Tuesday, May 20, 2008

The Romonov Bride

Robert Alexander returns again to the Romanovs in his most recent novel, The Romanov Bride. This time, he focuses on the Grand Duchess Elisabeth “Ella” Fyodorovna, the older sister of Tsarina Alexandra, and Pavel, a fictional revolutionary.

The book alternates chapters between Ella and Pavel’s perspectives. Ella reacts to the Russian Revolution and the assassination of her husband, the Governor General of Moscow, by retreating from her aristocratic roots and founding an abbey, hospital, and orphanage. Pavel reacts to the poverty of the peasant and the murder of his wife by becoming a revolutionary and assassinator.
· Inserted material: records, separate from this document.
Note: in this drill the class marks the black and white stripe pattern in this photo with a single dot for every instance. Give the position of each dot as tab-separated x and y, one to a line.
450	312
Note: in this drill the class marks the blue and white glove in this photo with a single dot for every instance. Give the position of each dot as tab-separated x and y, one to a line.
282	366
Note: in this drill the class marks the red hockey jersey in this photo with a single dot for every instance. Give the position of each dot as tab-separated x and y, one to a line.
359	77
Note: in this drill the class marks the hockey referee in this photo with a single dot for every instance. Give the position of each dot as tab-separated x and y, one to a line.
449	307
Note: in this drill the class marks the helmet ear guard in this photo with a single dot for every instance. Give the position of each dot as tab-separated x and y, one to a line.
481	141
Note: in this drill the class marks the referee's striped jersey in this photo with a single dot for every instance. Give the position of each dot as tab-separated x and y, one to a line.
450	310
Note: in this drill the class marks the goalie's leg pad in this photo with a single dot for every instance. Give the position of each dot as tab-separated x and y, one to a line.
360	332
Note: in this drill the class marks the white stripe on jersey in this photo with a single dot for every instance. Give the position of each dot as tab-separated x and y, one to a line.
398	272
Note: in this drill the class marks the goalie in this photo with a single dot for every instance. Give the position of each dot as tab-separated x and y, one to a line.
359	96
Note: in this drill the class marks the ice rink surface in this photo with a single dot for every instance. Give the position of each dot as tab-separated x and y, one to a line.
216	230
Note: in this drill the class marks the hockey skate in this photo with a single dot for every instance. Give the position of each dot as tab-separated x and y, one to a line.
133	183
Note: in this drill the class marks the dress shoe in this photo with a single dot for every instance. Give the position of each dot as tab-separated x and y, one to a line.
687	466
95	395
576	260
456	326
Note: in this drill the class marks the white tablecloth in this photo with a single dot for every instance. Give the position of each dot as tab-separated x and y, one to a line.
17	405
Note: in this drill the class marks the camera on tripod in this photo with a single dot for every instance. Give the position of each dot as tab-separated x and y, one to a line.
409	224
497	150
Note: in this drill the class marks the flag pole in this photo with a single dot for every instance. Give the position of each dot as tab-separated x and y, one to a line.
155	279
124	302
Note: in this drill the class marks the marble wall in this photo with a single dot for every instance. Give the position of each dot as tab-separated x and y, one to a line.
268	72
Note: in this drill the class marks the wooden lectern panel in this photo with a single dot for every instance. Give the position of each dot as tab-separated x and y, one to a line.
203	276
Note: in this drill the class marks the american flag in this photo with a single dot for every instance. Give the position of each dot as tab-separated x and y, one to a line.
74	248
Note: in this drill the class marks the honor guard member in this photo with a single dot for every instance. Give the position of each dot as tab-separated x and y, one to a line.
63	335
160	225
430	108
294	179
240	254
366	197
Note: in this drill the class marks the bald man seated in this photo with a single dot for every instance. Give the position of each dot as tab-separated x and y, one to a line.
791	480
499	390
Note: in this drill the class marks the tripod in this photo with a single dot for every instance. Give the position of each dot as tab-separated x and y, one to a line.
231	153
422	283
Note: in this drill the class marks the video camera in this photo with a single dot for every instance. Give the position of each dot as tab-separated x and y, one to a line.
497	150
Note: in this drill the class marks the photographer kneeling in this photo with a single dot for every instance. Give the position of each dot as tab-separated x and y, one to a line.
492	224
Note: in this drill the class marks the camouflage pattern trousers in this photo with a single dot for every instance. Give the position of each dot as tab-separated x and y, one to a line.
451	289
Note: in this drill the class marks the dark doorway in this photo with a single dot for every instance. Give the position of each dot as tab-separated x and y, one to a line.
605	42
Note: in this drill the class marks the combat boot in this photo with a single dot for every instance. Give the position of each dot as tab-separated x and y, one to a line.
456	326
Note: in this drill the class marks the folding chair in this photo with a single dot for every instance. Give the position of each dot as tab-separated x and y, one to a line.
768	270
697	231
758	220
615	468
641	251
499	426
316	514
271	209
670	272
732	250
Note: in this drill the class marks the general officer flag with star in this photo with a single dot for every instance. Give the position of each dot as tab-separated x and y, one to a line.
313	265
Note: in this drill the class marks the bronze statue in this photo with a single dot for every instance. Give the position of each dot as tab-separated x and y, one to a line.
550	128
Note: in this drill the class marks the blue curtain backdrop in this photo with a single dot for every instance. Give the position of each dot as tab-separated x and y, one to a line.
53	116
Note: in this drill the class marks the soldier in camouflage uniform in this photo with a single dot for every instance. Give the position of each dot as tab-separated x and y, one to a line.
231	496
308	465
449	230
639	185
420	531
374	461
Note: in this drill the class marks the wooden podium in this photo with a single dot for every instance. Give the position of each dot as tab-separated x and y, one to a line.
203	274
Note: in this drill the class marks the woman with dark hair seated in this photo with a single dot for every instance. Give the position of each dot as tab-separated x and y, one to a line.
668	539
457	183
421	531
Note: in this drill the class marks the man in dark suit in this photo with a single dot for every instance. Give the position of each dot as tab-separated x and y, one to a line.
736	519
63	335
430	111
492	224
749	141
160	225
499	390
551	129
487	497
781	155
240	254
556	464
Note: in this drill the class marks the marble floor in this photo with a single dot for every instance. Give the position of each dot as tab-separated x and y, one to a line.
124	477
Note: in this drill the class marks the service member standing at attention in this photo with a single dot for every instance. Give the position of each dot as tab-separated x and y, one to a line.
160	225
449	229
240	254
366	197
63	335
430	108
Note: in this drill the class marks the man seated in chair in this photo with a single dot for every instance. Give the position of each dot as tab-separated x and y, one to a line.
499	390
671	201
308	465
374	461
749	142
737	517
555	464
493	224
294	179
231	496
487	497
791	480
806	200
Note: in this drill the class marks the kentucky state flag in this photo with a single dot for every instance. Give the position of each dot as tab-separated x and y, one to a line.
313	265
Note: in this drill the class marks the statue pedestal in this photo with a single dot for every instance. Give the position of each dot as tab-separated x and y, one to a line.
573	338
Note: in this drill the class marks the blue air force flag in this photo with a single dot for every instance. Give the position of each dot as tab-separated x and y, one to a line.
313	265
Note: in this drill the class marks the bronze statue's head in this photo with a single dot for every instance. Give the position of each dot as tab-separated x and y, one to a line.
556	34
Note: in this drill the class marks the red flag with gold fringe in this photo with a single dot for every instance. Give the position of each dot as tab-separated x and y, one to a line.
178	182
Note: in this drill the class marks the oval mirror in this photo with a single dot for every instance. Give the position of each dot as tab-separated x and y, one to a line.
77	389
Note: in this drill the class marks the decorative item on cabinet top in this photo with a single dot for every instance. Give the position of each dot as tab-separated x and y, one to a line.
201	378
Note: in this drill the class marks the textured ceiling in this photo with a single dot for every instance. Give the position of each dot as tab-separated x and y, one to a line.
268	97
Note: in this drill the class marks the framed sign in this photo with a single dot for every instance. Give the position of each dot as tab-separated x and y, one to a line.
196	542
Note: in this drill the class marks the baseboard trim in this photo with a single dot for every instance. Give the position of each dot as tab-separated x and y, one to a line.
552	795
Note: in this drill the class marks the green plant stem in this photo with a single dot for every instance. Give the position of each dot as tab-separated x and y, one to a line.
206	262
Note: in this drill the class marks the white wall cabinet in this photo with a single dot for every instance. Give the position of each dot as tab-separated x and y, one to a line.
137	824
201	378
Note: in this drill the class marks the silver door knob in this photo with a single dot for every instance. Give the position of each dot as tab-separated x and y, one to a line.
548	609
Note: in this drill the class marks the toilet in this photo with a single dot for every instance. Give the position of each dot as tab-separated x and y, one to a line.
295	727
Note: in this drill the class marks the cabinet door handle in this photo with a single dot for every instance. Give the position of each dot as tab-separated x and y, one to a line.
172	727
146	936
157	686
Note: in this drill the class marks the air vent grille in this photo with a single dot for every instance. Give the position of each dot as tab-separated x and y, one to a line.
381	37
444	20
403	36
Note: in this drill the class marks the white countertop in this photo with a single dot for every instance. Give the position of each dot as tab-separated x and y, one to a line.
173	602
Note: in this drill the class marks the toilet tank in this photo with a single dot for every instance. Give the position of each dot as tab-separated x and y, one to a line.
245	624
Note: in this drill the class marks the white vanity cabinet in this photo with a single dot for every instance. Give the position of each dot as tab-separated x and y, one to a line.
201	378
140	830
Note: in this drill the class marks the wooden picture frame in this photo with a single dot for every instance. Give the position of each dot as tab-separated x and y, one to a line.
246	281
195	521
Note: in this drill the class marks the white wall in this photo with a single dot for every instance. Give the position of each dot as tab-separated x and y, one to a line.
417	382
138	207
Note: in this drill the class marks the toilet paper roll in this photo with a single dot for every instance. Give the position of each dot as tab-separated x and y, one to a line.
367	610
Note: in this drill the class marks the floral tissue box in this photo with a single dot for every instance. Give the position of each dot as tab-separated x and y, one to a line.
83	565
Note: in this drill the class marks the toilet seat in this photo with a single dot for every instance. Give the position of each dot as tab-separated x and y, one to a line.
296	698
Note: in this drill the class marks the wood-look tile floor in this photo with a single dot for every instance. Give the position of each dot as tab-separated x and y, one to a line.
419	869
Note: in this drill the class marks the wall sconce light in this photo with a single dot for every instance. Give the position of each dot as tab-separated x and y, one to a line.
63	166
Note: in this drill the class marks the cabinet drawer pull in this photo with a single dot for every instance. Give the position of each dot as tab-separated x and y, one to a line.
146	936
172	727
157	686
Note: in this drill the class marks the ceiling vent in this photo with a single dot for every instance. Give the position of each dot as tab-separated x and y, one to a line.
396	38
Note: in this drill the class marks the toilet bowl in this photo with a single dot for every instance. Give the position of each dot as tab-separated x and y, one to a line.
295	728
Although Ella and Pavel come from different worlds and follow different paths, Alexander presents them both realistically and sympathetically. Ella ultimately devotes herself to charity, yet she spent most of her life surrounded by extreme opulence while the common man rotted in poverty around her. Pavel hopes for a better, more equal Russia yet murders gratuitously to achieve this goal.

With Bride, Alexander once again crafts a fascinating historical narrative in the likes of The Kitchen Boy and Rasputin’s Daughter. In this case, though, he remains more faithful to the historical record and avoids the surprise endings of his previous novels. I was disappointed by Alexander’s manipulation of truth in these novels, but in this case, I hoped for a happy ending that simply does not exist.

I am continually intrigued by the tragic nature of Russian history. Millions have suffered—or inflicted suffering—whether governed by tsar or dictator. Considering the current political situation, I can’t help but wonder how much has really changed.